Constitutional Law | Education Law

Abstract

The Supreme Court has never squarely addressed the First Amendment status of student-on-student verbal harassment at public institutions of higher education. Does the First Amendment permit public colleges and universities to discipline students on the grounds that their speech has created a hostile learning environment for others on campus? If so, what is the analysis underlying that constitutional judgment, and what are the requisite hallmarks of such an environment? Does it matter whether a student’s speech created the hostile learning environment on its own or whether it wielded that power only by virtue of its combination with the speech of other students? Does it matter whether the speech was directed to those for whom it created the hostile learning environment or whether the speech was merely overheard?

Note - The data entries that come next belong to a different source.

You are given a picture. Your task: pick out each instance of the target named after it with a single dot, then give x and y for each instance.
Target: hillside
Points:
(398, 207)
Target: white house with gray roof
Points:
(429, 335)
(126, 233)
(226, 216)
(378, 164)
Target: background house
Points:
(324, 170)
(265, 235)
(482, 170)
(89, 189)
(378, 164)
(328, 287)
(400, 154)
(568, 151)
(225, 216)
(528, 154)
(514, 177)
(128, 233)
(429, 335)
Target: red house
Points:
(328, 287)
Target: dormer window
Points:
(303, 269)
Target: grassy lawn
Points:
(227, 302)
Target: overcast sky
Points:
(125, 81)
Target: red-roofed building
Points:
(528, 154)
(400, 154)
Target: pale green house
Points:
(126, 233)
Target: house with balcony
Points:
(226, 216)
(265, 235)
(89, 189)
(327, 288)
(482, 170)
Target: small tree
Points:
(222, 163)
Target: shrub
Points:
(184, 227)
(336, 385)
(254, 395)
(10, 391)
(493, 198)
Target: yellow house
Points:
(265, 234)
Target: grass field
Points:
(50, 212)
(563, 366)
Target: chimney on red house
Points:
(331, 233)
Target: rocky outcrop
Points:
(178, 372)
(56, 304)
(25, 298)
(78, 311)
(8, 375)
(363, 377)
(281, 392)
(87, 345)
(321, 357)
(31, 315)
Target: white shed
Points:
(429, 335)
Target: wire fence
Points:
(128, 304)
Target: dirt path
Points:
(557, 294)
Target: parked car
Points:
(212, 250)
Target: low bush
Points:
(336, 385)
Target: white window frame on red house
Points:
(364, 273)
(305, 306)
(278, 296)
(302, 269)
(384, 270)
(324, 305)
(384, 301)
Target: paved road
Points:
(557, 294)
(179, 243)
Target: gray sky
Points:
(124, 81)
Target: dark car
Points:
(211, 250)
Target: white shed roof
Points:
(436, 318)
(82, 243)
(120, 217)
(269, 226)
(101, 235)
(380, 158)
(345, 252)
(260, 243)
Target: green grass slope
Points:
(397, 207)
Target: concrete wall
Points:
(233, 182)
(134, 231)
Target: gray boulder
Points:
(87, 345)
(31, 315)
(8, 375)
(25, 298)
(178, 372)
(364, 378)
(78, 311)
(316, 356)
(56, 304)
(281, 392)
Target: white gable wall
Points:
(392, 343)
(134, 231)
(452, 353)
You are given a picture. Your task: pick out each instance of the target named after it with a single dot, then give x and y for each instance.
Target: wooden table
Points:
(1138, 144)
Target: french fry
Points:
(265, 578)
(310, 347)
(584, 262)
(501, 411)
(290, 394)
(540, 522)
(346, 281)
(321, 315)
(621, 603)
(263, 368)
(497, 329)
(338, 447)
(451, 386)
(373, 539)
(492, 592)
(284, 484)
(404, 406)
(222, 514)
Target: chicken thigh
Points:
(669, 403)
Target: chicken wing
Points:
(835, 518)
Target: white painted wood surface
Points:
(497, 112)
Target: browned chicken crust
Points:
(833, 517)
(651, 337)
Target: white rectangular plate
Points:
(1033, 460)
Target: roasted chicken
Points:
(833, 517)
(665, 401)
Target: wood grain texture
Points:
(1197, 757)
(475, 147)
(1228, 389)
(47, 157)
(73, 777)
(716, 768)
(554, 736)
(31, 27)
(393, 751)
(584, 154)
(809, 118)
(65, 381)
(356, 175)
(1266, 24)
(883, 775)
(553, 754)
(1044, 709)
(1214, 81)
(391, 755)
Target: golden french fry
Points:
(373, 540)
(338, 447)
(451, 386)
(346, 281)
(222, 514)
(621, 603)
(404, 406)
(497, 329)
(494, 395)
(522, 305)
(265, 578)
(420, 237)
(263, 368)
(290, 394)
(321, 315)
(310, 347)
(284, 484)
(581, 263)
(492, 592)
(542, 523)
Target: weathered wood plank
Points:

This Article addresses those questions. To frame the First Amendment discussion, the Article provides a statute-centered description of harassment and hostile learning environments; the description is a familiar one, but it is nevertheless often mischaracterized. The Article then argues that, if the Court’s Speech Clause jurisprudence was insistently originalist in nature, we could confidently say that the First Amendment gives public colleges and universities broad latitude to discipline students for speech that, in administrators’ judgment, is antithetical to important institutional values. But the Court today rejects key analytic touchstones that an originalist methodology would likely favor. Using the modern Court’s preferred framework, the Article advances arguments that rely heavily upon both tradition and modern free-speech values. The Article contends that, in some circumstances, student speech that creates hostile learning environments for classmates is categorically excluded from the First Amendment’s protection. In other circumstances, however, the First Amendment shields students from discipline, unless they make harassing statements with a mens rea akin to that of actual malice in defamation law.